Lightly-padded bench-type seats that convert into narrow beds, with a sheet (which you have to unfold and spread out yourself after converting the seat to a bed) a blanket, and tiny pillow just big enough to fit a head on. The benches are soft enough to be comfortable seats, but not really soft enough for sleeping, unless you’re used to sleeping on fairly hard surfaces; I could sleep quite well, but when I woke up during the night I always found parts of my body still asleep. What’s more, couchettes are a bit narrower than beds, so probably wouldn’t be suitable for people who have enough natural padding to make up for this.
In both kinds of accommodation, breakfast is brought to you in the morning, a certain amount of time before the stop you’re getting off at; if you’re sharing a room with someone who’s getting off before you, chances are you’ll wake up when they get their breakfast.
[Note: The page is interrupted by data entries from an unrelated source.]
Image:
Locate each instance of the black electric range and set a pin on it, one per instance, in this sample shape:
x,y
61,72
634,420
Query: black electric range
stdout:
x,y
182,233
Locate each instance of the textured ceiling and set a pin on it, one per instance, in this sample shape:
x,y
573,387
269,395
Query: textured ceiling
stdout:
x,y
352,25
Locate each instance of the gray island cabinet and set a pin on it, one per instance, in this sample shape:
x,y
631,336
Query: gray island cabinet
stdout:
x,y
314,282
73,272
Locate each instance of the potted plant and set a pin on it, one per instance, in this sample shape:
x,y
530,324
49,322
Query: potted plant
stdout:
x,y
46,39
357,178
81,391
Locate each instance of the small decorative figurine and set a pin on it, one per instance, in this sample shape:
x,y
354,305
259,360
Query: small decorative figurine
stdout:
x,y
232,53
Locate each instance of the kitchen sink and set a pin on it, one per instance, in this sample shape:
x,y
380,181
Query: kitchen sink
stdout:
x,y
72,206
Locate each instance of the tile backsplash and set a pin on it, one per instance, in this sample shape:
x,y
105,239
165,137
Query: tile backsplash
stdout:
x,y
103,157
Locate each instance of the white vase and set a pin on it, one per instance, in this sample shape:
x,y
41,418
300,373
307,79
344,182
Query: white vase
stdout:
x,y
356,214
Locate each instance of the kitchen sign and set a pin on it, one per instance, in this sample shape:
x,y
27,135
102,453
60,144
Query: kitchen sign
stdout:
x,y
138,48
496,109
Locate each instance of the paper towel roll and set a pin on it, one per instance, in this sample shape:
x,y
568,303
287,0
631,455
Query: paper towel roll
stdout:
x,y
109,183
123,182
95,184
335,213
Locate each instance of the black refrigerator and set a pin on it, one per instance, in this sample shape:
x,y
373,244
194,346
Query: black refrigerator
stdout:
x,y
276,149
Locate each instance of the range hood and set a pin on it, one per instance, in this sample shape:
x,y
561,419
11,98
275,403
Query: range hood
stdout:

If I recall correctly, you can get free refills on the tea and coffee if you can be bothered getting the attendant to come back.
You get a menu to fill out in the evening where you can choose 6 items (more for €1 each) from a list that includes tea, coffee, orange juice (in a carton so you can save it for later if you want), two pieces of bread, yoghurt, and various cold meats, cheeses and spreads. Unfortunately I lost the photo I took of the menu. I usually get a hot drink, bread, yoghurt, and three things to put on the bread. The ‘two pieces of bread’ option is a bit of a mystery bag which sometimes gets you slices of bread and sometimes rolls; I recall getting a croissant on one train, but I can’t remember whether that was a separate option.
White rolls with butter and jam, and a choice of tea or coffee.
Overall, the couchette car is just comfortable enough (it’s not going to be your best night’s sleep in any case, but it’ll do, if you’re the kind of person who can sleep on trains) and you wouldn’t notice anything wrong with it if you’d never tried a sleeper car. The sleeper car has a lot of nice luxurious touches, though, and I will continue to use them when I can.
If you have other experiences with couchettes or sleeper cars in Europe or elsewhere, please share them in the comments so we can compare.
#1 by Michael on December 18, 2014 - 3:20 pm
What you get will really depend on which rail line you are taking and the type of ticket you’ve booked. Breakfast is certainly not included as a standard on most overnight trains in Europe.
#2 by Hamesha India on February 2, 2017 - 8:28 am
I only have travelled by indian trains before, and they seem very much like 4-bed or 6-bed couchettes to me. Except that they dont have lockable doors – only curtains for the night.